The Play: You don’t want Kayleen or Doug, the mismatched almost-lovers in Rajiv Joseph’s two-hander Gruesome Playground Injuries, at the wheel of your carpool. Both are accident-prone and liable to wind up in a ditch. That’s exactly what happens to Kayleen just before the second of eight scenes depicting their on-again, off-again relationship from elementary school to near middle age. Doug is constantly pulling some crazy stunt, like riding his bicycle off the school roof or climbing a telephone pole during a rainstorm, often as a result of being rejected by Kayleen or in a misguided attempt to gain her love. Kayleen isn’t exactly a poster child for stability either. When she isn’t slicing her skin with a box cutter or checking herself into a clinic for depression, she’s flying to Doug’s side to heal his wounds, but she never stays long enough to settle down with him. Though there is a clear attachment between them, these two klutzes are incapable of sustaining a healthy mutual relationship and only come together when one is in dire straits.
It’s not your typical love story: Doug and Kayleen meet at the nurse’s office in their elementary school; she’s got a painful stomach ache, and he’s all banged up from a running dive off the roof of the school. Over the next thirty years, these scar-crossed lovers meet again and again, brought together by injury, heartbreak, and their own self-destructive tendencies. With great compassion and humor, playwright Rajiv Joseph (Broadway’s Bengal Tiger at the Baghdad Zoo) crafts a compelling and unconventional love story about the intimacy between two people when they allow their defenses to drop and their wounds to show.
Gruesome Playground Injuries (GPI) traces the relationship between eight-year-old schoolmates throughout the course of the next thirty years, but in zigzagging time frames, its eight scenes showing them at the following ages: 8, 23, 13, 28, 18, 33, 23, 38. Along the way they experience the usual stages of personal development – first kisses, loss of virginity, early loves, competitive vomiting, attempts at holding down a job, drugs, hospitalization, parents’ funerals.
The play proceeds without intermission, with pauses in between scenes only long enough to accommodate the actors changing clothes and makeup. At each age, Doug suffers some horrible calamity – his mother claims he’s “accident prone” – that begs for Kayleen’s attention and pity. She too has much in her life that she literally cannot stomach. At one point (scene 6, age 33), they meet in rehab.

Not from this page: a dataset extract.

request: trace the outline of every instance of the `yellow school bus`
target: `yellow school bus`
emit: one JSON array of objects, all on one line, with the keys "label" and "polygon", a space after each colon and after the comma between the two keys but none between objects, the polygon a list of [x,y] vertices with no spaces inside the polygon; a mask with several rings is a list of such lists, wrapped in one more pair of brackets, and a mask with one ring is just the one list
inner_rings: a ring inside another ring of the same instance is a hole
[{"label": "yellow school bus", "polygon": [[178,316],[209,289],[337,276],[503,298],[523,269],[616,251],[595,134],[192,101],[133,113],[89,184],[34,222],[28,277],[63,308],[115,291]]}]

Presented as a dark comedy, GPI pulls the scabs off all the ways we hurt ourselves and then seek relief from pain – often by inflicting more damage. We see two emotionally troubled characters who are simultaneously drawn to one another and also repelled. Doug seemingly comes from a loving, balanced family, Kayleen not so much: Who can say why some people are cursed with such bad psychological luck?
The author, 41 year-old Rajiv Joseph, is American born of an immigrant father from India, which no doubt accounts for the Indian or Middle Eastern setting for several of his works, though not this one. He is best known for his plays Animals Out of Paper, The North Pool, Bengal Tiger at the Baghdad Zoo (a Pulitzer Prize finalist which starred Robin Williams in its New York production), and Guards at the Taj, and his libretto for the opera Shalimar the Clown by composer Jack Perla, based on the novel by Salman Rushdie. Rajiv Joseph is unquestionably one of the currently most admired and produced playwrights in America
“Rajiv Joseph is an artist of original talent.” —NY Times.
“Irresistibly odd and exciting…This darkly humorous drama is Rajiv Joseph’s most satisfying work.” —NY Daily News.
“This wondrous strange two-hander finds as much humor as horror in the play’s bizarre events.” —Variety. “Mystical, arresting, and quirkily amusing.” —Washington Post.